Гуннар повернулся, чтобы уйти, но я схватил его за рукав и спросил, что происходит.
― Мы драпаем, ― сказал он, ухмыльнувшись во весь рот, набитый полупрожеванным хлебом. ― Прямо по ветру.
Принесли щиты, отбили навершия и вместе с заклепками бережно сложили в сумы. Вставили весла. Это тоже показалось мне странным: я уже знал, что пытаться грести при такой волне ― безумие. Или мы попытаемся повернуть корабль к какой-то таинственной скрытой земле, которую мой отец обнаружил своим колдовским способом?
Потом щиты без наверший надели на весла, повернутые лопастями плашмя к воде. Щиты закрепили, и весла тоже, так, что ими невозможно было шевельнуть. Я никогда не видел и не слышал о таком; и, судя по всему, не я один. А кому было что-то известно, те не очень-то радовались.
Весла, одинаково закрепленные, торчали беспомощно, как смешные ножки диковинного насекомого.

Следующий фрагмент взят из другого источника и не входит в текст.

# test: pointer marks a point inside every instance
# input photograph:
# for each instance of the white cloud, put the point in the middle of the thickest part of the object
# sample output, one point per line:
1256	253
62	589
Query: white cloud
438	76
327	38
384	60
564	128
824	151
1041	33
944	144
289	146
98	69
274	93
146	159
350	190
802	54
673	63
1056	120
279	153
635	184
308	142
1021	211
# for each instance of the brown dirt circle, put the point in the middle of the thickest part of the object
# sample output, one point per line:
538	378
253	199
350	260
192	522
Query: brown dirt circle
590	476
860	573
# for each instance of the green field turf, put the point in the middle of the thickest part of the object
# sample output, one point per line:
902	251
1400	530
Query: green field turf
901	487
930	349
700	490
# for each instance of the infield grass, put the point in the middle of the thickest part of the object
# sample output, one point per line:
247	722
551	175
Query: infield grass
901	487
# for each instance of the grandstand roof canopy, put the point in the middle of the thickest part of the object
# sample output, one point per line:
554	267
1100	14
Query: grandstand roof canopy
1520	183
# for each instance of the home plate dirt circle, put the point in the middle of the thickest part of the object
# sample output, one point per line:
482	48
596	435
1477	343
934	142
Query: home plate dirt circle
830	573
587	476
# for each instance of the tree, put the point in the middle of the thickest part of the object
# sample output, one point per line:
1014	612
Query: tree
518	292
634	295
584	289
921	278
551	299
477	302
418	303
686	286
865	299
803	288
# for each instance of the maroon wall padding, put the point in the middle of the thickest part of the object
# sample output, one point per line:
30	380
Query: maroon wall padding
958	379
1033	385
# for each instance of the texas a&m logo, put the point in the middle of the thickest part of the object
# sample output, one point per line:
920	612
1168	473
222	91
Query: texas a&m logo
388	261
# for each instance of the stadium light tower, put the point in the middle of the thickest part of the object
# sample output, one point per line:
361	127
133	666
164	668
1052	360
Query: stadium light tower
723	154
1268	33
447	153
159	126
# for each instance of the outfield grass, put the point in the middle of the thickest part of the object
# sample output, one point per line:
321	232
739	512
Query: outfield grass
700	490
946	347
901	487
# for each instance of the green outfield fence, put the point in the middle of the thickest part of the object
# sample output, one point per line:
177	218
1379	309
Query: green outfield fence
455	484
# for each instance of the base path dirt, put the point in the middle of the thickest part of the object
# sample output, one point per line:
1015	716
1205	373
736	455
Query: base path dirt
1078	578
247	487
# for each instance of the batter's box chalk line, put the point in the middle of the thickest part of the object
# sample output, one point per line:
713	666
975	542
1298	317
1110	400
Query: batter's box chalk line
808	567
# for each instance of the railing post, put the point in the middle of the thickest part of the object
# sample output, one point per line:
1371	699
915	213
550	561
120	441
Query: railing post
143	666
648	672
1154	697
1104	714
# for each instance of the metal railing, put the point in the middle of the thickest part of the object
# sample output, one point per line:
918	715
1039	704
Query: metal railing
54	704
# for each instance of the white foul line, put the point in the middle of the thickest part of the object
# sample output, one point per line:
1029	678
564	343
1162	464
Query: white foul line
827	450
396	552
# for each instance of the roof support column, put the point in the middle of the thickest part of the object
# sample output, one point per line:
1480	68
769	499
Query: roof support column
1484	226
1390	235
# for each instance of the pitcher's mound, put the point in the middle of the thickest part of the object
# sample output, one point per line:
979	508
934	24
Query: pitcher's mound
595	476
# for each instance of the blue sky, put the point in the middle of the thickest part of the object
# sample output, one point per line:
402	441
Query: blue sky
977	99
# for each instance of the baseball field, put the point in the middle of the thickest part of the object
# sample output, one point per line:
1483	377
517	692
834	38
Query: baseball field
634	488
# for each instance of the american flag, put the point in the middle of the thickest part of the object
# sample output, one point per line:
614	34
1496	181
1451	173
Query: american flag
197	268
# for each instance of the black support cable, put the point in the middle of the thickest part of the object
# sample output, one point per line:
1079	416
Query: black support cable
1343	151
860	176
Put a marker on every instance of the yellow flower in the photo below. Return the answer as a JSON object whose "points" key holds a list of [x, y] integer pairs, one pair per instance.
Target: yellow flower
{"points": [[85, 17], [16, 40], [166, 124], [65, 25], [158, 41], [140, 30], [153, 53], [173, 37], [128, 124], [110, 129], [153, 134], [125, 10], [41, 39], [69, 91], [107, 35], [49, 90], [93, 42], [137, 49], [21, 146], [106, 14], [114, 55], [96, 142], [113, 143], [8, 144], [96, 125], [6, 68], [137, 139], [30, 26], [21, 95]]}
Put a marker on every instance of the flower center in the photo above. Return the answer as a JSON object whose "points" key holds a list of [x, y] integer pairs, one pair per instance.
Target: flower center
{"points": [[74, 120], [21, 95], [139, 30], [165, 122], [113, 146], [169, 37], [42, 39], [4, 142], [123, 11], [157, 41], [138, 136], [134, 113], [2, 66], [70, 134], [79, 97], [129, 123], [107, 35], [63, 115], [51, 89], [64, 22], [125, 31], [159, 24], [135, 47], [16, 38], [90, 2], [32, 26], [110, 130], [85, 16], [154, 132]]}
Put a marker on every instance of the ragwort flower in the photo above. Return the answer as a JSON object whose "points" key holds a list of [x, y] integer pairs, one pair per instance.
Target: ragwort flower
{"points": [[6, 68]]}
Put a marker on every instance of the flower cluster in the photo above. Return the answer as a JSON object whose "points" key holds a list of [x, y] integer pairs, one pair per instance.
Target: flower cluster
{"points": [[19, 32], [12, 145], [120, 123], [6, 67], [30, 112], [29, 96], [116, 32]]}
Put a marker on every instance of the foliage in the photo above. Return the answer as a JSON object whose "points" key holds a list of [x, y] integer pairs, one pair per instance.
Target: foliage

― Поднять парус! ― прокричал Рерик.
Нет ― наверняка это ошибка, ― при таком-то ветре и волне? Мы рванем так, что перевернемся вверх тормашками, врежемся носом в волну и потопим корабль! Я наслышан о подобном ― у нас ведь нет киля для такого плавания.
Но мореходы бросились выполнять приказ. Рею подняли, большой парус ― намокший, даром что он пропитан овечьим салом и китовым жиром, ― захлопал, натянулся, взревел, как накормленная травой кобыла, и «Сохатый» подпрыгнул, точно бабенка, которую шлепнули по заду.
Несведущие разинули рты, кое-кто закричал от страха, но «Сохатый» задрожал и рванулся вперед, а весла служили ему килем, которого у него не было.
Отец подошел ко мне, глянул на парус, потом на рулевое весло, где стоял Скапти, засунув рукоять под мышку, ― рядом с ним на подхвате еще трое, на случай, коли придется повернуть.
― И ему это будет не под силу, ― хмыкнул отец. ― Мы бежим твердо, верно и быстро ― быстрее кого угодно. Драккар в такую погоду, при полном парусе, попросту перевернулся бы, да и слишком он велик, чтобы так идти ― мы вполовину короче и оснащены подходяще, потому и скатываемся по волне, прибавляя резвости.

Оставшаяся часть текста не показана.